Rewards must be significant enough to motivate effort (physical and/or mental) beyond what would be the norm or status quo. Providing superior member service or reducing operational costs are a few examples of behaviors that can be encouraged with an incentive program for beyond the status quo.  
Creating an incentive program around employees referring family and friends to apply for home or auto loans at your credit union is a good example of a lending incentive. Credit unions can typically have a loan referral fee of $5-$10 for consumer loans and $25-$50 for mortgage loans. 
Your credit union could also benefit from creating an incentive program around staff selling auxiliary products such as payment protection, GAP protection or extended warranty products.  A common structure uses a “pay per sale” method where the employee is paid a certain dollar amount for each sale ranging from $10-$25 per policy.
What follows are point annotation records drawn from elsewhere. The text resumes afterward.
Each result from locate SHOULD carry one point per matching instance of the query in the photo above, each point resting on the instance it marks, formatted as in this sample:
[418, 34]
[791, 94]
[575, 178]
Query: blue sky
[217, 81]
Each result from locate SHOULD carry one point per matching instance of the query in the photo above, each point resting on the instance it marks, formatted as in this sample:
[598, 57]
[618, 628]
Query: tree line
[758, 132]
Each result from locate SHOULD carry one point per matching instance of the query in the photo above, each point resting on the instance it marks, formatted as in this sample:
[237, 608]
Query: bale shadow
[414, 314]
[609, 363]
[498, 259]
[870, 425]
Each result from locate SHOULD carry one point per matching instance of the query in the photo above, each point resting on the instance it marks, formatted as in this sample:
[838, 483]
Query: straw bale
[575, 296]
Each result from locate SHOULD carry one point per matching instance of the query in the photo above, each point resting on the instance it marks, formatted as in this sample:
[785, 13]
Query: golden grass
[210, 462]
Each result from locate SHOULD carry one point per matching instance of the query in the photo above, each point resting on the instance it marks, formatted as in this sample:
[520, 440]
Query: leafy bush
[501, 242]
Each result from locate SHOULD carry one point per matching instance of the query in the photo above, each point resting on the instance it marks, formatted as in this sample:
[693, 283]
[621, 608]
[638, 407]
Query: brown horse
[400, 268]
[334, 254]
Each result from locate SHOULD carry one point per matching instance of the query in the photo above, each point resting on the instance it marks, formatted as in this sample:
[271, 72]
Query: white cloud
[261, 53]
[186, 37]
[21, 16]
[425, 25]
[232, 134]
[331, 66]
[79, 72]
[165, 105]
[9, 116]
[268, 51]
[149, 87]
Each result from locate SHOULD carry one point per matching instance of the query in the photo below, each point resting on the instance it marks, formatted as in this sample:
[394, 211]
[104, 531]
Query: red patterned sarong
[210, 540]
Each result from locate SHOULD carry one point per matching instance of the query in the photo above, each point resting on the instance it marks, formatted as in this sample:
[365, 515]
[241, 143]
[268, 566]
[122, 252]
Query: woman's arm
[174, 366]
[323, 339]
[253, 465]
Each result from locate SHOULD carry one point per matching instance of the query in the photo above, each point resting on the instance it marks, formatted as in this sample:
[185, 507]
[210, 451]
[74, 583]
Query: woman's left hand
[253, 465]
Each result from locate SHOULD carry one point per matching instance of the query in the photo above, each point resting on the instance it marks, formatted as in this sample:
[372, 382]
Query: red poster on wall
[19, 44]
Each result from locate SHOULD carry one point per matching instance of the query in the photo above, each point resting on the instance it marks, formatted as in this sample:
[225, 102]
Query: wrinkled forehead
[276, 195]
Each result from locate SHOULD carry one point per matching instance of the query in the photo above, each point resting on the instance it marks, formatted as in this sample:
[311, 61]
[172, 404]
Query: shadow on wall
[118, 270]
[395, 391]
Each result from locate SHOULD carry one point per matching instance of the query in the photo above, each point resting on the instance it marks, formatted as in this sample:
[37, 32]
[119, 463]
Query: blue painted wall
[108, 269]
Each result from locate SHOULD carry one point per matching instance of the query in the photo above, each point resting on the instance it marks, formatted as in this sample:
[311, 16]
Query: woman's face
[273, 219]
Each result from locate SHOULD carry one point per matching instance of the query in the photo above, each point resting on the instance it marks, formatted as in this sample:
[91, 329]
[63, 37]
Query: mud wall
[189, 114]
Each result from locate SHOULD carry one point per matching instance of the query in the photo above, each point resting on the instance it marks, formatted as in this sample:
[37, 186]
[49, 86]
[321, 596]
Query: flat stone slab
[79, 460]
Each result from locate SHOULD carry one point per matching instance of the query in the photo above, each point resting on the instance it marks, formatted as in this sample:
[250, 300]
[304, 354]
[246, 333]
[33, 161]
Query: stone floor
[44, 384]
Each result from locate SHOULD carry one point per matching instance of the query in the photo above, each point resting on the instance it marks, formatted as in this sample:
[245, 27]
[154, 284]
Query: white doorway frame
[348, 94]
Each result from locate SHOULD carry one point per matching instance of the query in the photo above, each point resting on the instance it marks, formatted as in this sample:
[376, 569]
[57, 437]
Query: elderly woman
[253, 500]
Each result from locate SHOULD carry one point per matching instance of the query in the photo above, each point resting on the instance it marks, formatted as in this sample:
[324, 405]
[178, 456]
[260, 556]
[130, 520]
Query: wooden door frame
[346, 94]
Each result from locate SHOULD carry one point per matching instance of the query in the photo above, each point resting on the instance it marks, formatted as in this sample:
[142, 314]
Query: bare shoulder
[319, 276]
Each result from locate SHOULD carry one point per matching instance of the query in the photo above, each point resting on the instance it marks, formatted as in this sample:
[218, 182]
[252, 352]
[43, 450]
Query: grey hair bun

Loan growth goals can be cascaded down throughout the credit union with senior managers and back office staff being incented for the overall credit union loan growth goal.  Incentives may include branch managers being rewarded for achieving their branch loan goal; loan officers and processers incented on personal loan production; and tellers or other front line staff rewarded for loan referrals. 
In conclusion, it is possible to structure a plan that pays for itself and offers higher opportunities to all employees.  Incentive plans are designed to share organizational gains with all stakeholders.  One last tip – when developing your plan we recommend developing a cost/benefit analysis.  This will provide the template needed to set up a successful  incentive plan at your credit union.